What is Happiness?
Defining happiness can feel strange because we know it when we feel it. But happiness can take many forms and varies from person to person. As a widely subjective emotional state, happiness can include feelings of joy, satisfaction, pride, contentment, and fulfillment. And while there’s no shortage of claims as to what the keys to happiness really are, one fact remains true: happiness is about balance.
People can be happy and still have moments where they feel a whole range of other feelings and moods—like anger, sadness, boredom, or frustration. Maintaining an overall state of happiness simply means that there’s a balance of these emotions, where the positive ones ultimately outweigh the negative ones. And the key to balancing these emotions? Having balanced hormones.
What are the Happiness Hormones?
Hormones are the body’s chemical messengers, traveling through the bloodstream to tissues or organs. There are four primary hormones that are associated with feelings of happiness:
- Endorphins – Associated with exercise and physical movement, these hormones are the body’s natural pain relievers and mood boosters.
- Dopamine – Known as the “feel-good” hormone, dopamine is an important part of the brain’s reward system.
- Serotonin – This hormone and neurotransmitter helps regulate moods and emotions, as well as sleep, metabolism, and cognition.
- Oxytocin – Also called the “love hormone,” oxytocin helps build trust, empathy, and stronger relationships.
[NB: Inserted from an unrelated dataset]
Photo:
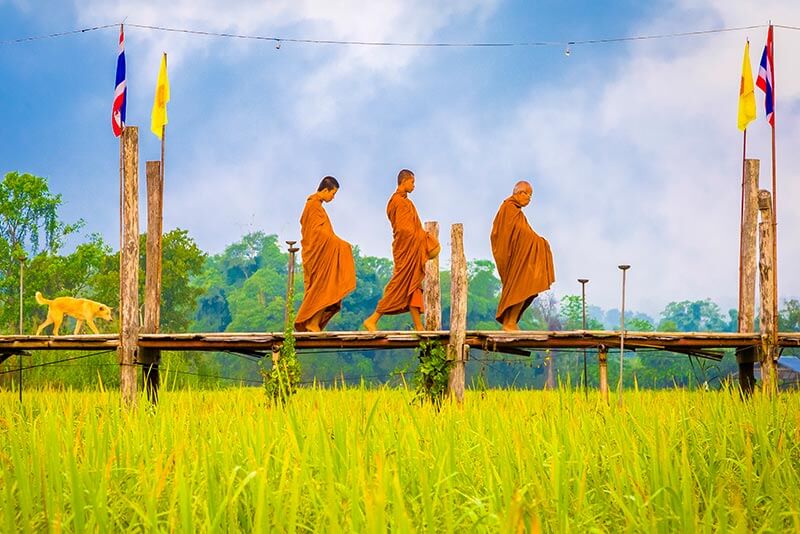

5 Natural Ways to Boost Your Happiness
Prioritize Exercise
If you’ve experienced or heard of the “runner’s high,” you know the euphoric feeling it describes, and that feeling comes from a flood of endorphins. But running isn’t the only way to feel it—any aerobic exercise will do the trick. Try jump roping, swimming, power walking, biking or indoor cycling, cardio kickboxing, or Zumba. The higher intensity the workout, the more endorphins that get released! And make it a habit: regular exercise can also boost your dopamine and serotonin levels in the long run.
Get Enough Sleep
Trying to function at a healthy level on little sleep feels nearly impossible, and that’s because it is. Sleep is foundational to overall health, both physical and emotional, and not getting enough of it can disrupt the balance of hormones like dopamine. According to a study on the role of sleep in emotional brain function, just one night of sleep deprivation can increase emotional response to negative feelings by 60 percent. Aim for 7 to 9 hours of quality sleep each night—that includes consistently going to bed and waking up around the same time each day and avoiding screen time and blue light exposure right before bedtime.
Spend Quality Time with Loved Ones
For an oxytocin boost, carve out time for date nights with your partner, have dinner with a close friend, or plan a fun activity with a group. While oxytocin is closely associated with physical affection and touch like hugging, kissing, or cuddling (which you can certainly do, too!), simply spending quality time with people you love is an easy way to activate the love hormone, too.
Get Outside in Nature
Whether you’re walking at the park, taking a hike in the woods, or relaxing by a green space, evidence shows that contact with nature is linked to increased subjective well-being, positive social interactions, and a sense of meaning and purpose in life—all important components of happiness. And spending time outside in the sun—even just 15 minutes a few times a week—is an easy way to get an instant serotonin boost. Can’t get outside as often as you’d like? Although the benefits of nature are strongest when you’re actually outside, studies have shown that just looking at pictures of nature can put you in a better mood.
Practice Stress Management
Everybody experiences stress, but the key is finding healthy ways to manage it. Increased levels of stress causes drops in serotonin and dopamine and higher levels of anxiety, negatively impacting mood, mental health, and even physical health. All four tips listed above can double as stress reduction techniques, so that’s more reason to make them part of your routine! For even more relaxing alternatives, try meditation for an added boost of dopamine or a massage for a boost of all four of the happiness hormones.